The Tishrin movement, launched in October 2019, denounced corruption, unemployment and unreliable services such as water and electricity to the country’s elite. The protests led to the resignation of Prime Minister Adel Abdul Mahdi in December 2019 and the establishment of a caretaker government until 3,200 candidates ran for 329 parliamentary seats until elections in October. The low turnout of 41% reflected public indifference.
The Sadrist Bloc won 73 out of 54 three years ago. They won because of effective mobilization and organization, including mobile apps that provide voters with information about the names of candidates sitting in their constituencies, the nearest polling place and the documents needed to vote.
In the Arab Sunnis, Mohammed al-Halbush, who leads the Progressive Alliance, came second with 38 seats. Meanwhile, in the area around Erbil, the Kurdish Democratic Party, led by Masoud Barzani, secured 32 seats and allied with the Sadrists to help them play a key role in forming a new government.
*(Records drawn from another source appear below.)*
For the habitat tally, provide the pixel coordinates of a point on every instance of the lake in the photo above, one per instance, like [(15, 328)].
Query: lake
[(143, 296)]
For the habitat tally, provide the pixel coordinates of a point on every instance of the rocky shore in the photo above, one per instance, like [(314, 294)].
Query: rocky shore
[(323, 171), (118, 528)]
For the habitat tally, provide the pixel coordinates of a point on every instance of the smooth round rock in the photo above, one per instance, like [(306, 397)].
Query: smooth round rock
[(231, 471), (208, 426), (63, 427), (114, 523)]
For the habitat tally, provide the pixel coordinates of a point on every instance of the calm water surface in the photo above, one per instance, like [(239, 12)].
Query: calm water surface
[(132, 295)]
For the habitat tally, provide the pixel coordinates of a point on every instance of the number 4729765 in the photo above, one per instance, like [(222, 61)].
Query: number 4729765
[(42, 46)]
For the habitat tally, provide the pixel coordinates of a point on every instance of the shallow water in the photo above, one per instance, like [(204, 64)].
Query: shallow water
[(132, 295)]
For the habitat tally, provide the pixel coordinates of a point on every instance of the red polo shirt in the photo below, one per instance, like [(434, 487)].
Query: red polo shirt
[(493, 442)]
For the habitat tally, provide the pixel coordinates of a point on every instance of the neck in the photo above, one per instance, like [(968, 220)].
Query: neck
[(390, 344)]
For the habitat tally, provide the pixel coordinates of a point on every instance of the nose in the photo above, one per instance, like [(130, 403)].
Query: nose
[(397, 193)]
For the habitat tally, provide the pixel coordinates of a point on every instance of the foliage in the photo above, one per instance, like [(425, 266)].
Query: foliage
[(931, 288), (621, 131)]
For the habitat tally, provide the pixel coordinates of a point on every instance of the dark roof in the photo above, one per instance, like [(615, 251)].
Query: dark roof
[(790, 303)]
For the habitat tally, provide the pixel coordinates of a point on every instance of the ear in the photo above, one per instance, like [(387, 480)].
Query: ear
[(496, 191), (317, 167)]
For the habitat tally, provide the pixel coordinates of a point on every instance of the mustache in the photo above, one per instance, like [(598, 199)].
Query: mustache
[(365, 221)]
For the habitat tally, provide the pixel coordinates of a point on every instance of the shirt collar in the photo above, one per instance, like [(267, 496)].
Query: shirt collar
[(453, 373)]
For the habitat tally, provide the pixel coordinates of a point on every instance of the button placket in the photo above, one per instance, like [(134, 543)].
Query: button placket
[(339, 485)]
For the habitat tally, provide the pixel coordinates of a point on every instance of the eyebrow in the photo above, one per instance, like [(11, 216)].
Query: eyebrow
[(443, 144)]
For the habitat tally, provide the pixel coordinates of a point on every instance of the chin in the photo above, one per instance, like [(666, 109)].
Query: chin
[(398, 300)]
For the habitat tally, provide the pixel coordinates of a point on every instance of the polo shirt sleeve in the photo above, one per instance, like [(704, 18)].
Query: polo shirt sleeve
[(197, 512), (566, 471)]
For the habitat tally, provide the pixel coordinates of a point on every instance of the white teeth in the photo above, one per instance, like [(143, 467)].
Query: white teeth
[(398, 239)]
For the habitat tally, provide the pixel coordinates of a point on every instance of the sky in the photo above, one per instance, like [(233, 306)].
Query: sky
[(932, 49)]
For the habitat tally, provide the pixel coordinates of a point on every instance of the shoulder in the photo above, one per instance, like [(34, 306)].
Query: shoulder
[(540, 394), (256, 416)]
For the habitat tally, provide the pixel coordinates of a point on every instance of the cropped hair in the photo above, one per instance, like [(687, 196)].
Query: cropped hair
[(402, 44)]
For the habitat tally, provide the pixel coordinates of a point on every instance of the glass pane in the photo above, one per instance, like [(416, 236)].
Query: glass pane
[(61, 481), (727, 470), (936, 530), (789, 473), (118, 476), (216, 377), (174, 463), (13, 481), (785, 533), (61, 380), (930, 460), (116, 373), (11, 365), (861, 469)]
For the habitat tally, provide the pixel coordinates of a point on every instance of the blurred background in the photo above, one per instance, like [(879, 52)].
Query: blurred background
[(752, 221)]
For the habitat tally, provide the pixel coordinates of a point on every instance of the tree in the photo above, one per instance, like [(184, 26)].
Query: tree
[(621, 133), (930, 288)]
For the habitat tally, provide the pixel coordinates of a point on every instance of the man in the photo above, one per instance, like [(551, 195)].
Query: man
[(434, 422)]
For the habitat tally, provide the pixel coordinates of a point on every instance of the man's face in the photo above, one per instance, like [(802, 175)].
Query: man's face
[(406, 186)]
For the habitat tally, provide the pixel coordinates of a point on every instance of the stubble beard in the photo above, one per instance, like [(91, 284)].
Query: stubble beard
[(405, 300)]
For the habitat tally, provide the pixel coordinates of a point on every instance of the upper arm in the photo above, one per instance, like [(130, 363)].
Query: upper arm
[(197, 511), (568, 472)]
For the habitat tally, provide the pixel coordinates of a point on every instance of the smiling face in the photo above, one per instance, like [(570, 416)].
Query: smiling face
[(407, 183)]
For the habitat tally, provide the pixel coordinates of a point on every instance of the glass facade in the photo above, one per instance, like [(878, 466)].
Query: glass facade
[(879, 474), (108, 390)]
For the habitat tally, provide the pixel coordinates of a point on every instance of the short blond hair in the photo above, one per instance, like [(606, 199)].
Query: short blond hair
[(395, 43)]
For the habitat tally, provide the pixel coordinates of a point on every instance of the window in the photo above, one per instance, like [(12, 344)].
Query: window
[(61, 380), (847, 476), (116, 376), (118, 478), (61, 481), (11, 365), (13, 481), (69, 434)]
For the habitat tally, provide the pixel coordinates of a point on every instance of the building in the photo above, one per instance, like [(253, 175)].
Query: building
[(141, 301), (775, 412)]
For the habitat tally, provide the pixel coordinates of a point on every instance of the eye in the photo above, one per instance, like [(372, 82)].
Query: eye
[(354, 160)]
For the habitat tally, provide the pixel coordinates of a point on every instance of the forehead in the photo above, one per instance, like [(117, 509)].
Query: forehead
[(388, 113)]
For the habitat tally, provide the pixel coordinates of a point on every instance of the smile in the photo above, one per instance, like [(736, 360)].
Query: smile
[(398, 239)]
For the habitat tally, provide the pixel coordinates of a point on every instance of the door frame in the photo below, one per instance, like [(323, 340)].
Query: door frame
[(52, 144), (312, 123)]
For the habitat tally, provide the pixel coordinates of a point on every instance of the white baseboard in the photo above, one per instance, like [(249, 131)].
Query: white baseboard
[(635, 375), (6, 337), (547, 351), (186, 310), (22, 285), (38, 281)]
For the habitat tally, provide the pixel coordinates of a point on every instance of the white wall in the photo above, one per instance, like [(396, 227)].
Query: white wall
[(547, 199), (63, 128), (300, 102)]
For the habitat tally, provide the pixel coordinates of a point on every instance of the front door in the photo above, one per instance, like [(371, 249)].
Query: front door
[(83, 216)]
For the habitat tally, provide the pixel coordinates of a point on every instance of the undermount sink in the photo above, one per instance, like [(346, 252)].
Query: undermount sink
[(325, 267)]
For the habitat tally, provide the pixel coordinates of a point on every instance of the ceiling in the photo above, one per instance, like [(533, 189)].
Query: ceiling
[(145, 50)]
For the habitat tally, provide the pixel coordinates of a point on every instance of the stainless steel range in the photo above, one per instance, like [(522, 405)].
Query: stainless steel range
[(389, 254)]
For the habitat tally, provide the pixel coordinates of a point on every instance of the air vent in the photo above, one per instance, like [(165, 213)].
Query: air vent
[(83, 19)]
Among the losers was Hadi al-Amiri’s “conquest” coalition, which narrowed the list of candidates for the Iran-backed Iraqi army to 14 seats, less than a third of what it won in 2018. Rule of Law Coalition of former Prime Minister Nouri al-Maliki came third overall with 37 seats, but failed to form a coalition with the THAAD list due to historical hostility. The Sadrists, Progress and Kurdish Democrats have a total of 143 seats, but still fall short of a majority.
In the past, Shiite factions held ministerial positions based on election results. With Sadr’s allies failing to win a majority, he was expected to hand over a cabinet post to counter the Shiite faction, but forced the government to oust Maliki and the Iran-linked faction and form the opposition.
Joining forces with several other groups in a new faction known as the Coordination Circle, Amiri and Maliki blocked Sadrist attempts to form a government. This summer, Sadr ordered his candidates to resign from parliament, tipping the balance in favor of his rivals.
These issues mainly led to the October 2019 protests that triggered early elections in October 2021. The past three years, October 3, have completely changed the face of Iraqi politics.